Adoni-Zedek

ADONI-ZEDEK (a-dō'nī-zē'dĕk, Heb. ’ădhōnîtsedheq, lord of righteousness, or, my lord is righteous). Amorite king of Jerusalem (Josh.10.1-Josh.10.27). Having heard how Joshua destroyed Ai and Jericho and how Gibeon made peace with Israel, Adoni-Zedek invited four other Amorite kings to join him in attacking Gibeon. Joshua came to the aid of Gibeon. God defeated the kings, both in battle and with great hailstones. This was the day when Joshua called on the sun and moon to stand still until the people had avenged themselves on their enemies. The kings hid in a cave, which Joshua sealed with great stones. When he had completed the victory, Joshua ordered the kings brought out. He killed them and hanged them on trees until sunset, when they were cut down and buried in the cave where they had hidden. An earlier king of Jerusalem (Salem) bore a name of similar form and identical meaning: Melchizedek, “king of righteousness” (Gen.14.18-Gen.14.20). This may well indicate the continuation of the same dynasty with the same dynastic name; at all events it indicates that even if the dynasty changed, there was some reason why the pre-Davidic kings of Jerusalem thought it important to preserve the same name or title. See also Melchizedek.

International Standard Bible Encyclopedia (1915)

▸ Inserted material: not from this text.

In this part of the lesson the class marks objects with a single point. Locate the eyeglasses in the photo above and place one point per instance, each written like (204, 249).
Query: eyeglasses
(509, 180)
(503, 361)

King of Jerusalem at the time of the conquest of Canaan (Jos 10:1). When he heard of the fall of Ai and the submission of the Gibeonites, he entered into a league with four other kings to resist Joshua and Israel, and to punish Gibeon (Jos 10:3,4), but was overthrown by Joshua in a memorable battle (Jos 10:12-14). Adoni-zedek and his four allies were shut up in a cave, while the battle lasted, and afterward were taken out by Joshua’s order, put to death and hanged on trees (Jos 10:22-27). It is noticeable that the name is almost the equivalent of Melchizedek, malkitsedheq, "king of righteousness," who was ruler of Jerusalem in the time of Abraham.

Source 2

ADONI-ZEDEK (ADONI-ZEDEC) ə dō’ nī ze’ dĕk (אֲדֹֽנִי־צֶ֜דֶק, my lord is righteousness). King of Jerusalem (KJV ADONI-ZEDEC) when the Israelites invaded Canaan under Joshua (Josh 10:1, 3). When he heard of the fall of Ai and the league of the Gibeonites with Israel, he entered into a coalition with four other Amorite kings to the S and W of Jerusalem with the purpose of punishing the city of Gibeon. Joshua and his men quickly came to the assistance of Gibeon. In a memorable battle in which the sun stood still, the confederate forces were badly defeated. The five kings were shut up in a cave in which they had hidden. When the battle ended, they were slain and their bodies were hung up until the evening; when they were removed and sealed in the cave with large stones.